Consider a recent report in the American Journal of Preventive Medicine in which researchers analyzed government data in order to determine a possible association between vaping and chronic lung disease. The data comprised a cohort of smokers and vapers who were surveyed at three intervals over a four-year period. At each interval, subjects were asked whether they had been diagnosed with chronic pulmonary disease.

Many of the vapers who did not report disease at the first interval went on to report it subsequently, leading the authors to conclude that e-cigarettes constituted a risk for chronic obstructive pulmonary disease, bronchitis, and asthma. What makes this inference dubious, however, is the fact that chronic lung conditions take at least two decades to manifest, far longer than four years covered by the surveys. Even those who switch completely to e-cigarettes remain at elevated risk for lung disease for years to come because of the damage inflicted by years of smoking.

Furthermore, despite claims to the contrary, second-hand vapor is not dangerous. E-cigarette vapor is not comparable to environmental tobacco smoke. The latter can linger for hours while environmental e-cigarette aerosol is very dispersive, evaporating in less than two minutes and practically undetectable at five feet from the exhalation.

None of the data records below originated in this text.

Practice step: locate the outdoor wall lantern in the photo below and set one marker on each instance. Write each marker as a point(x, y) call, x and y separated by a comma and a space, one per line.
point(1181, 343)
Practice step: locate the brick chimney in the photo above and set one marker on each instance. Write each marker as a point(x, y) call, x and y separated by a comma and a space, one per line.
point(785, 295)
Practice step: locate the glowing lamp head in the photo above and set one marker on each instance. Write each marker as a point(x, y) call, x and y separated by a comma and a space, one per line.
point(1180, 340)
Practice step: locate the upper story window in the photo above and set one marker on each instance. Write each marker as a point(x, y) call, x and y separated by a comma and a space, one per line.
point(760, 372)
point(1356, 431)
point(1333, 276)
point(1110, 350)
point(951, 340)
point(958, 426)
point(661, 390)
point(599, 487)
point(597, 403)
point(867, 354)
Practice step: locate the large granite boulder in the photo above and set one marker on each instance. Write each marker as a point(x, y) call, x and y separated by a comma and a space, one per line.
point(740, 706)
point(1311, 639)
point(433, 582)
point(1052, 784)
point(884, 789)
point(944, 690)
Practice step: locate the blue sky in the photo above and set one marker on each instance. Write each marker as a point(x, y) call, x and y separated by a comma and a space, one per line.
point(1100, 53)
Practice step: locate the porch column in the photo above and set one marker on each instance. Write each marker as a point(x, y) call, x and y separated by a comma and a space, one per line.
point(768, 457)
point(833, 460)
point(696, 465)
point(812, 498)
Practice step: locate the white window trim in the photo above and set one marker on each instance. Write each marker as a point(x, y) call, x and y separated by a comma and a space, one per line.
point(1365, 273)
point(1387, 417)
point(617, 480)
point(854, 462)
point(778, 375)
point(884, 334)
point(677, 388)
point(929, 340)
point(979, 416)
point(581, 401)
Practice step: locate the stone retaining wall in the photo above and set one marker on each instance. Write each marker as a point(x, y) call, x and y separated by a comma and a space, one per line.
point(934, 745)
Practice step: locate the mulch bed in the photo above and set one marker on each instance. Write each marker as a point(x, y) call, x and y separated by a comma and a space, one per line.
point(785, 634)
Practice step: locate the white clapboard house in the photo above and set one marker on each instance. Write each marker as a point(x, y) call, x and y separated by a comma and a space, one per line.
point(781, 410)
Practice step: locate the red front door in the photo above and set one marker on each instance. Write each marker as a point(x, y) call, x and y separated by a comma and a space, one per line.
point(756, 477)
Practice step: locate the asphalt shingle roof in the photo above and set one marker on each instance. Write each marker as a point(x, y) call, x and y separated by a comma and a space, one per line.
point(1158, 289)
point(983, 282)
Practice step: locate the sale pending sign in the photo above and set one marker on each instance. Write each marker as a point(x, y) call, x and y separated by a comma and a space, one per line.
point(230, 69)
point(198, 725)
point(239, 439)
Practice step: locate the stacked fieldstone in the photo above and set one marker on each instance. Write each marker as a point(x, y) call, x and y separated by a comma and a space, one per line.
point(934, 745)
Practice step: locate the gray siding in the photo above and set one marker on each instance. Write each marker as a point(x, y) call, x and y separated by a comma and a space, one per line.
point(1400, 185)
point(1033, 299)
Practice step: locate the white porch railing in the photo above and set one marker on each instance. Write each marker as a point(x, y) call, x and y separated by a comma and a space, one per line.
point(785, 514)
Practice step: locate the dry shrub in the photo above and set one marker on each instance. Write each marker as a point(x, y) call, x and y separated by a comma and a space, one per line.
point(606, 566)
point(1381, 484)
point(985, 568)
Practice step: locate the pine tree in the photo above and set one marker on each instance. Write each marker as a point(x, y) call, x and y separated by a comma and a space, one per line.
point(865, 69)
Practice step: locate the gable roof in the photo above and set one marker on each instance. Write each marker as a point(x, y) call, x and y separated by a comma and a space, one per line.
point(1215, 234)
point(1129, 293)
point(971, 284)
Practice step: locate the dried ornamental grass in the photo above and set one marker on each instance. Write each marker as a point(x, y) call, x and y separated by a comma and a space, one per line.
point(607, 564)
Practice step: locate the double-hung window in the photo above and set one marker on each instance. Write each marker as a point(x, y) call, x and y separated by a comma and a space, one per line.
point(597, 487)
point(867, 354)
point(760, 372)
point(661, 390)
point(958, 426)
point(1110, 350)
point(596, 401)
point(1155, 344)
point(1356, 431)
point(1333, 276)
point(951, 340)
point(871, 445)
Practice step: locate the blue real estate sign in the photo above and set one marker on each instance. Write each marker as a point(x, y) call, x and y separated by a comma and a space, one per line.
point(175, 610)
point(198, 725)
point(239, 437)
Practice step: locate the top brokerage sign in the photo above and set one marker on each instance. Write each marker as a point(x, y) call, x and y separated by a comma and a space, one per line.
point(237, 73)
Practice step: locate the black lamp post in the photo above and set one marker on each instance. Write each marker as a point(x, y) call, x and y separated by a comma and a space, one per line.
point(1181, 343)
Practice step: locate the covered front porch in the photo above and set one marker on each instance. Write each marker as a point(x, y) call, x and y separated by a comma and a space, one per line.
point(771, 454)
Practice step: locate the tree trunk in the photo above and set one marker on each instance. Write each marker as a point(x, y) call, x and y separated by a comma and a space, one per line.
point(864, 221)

This means that bystanders in typical home or restaurant environments are exposed to extremely small doses of pollutants and for much less time than those exposed to tobacco smoke. They claim that vaping is a "gateway" to smoking. This claim is tricky, in part because the term "gateway" is deployed inconsistently. It may refer to a sequence action B came after action A ; other times it refers to a predictive, causal statement a person engaged in action B because he first engaged in A.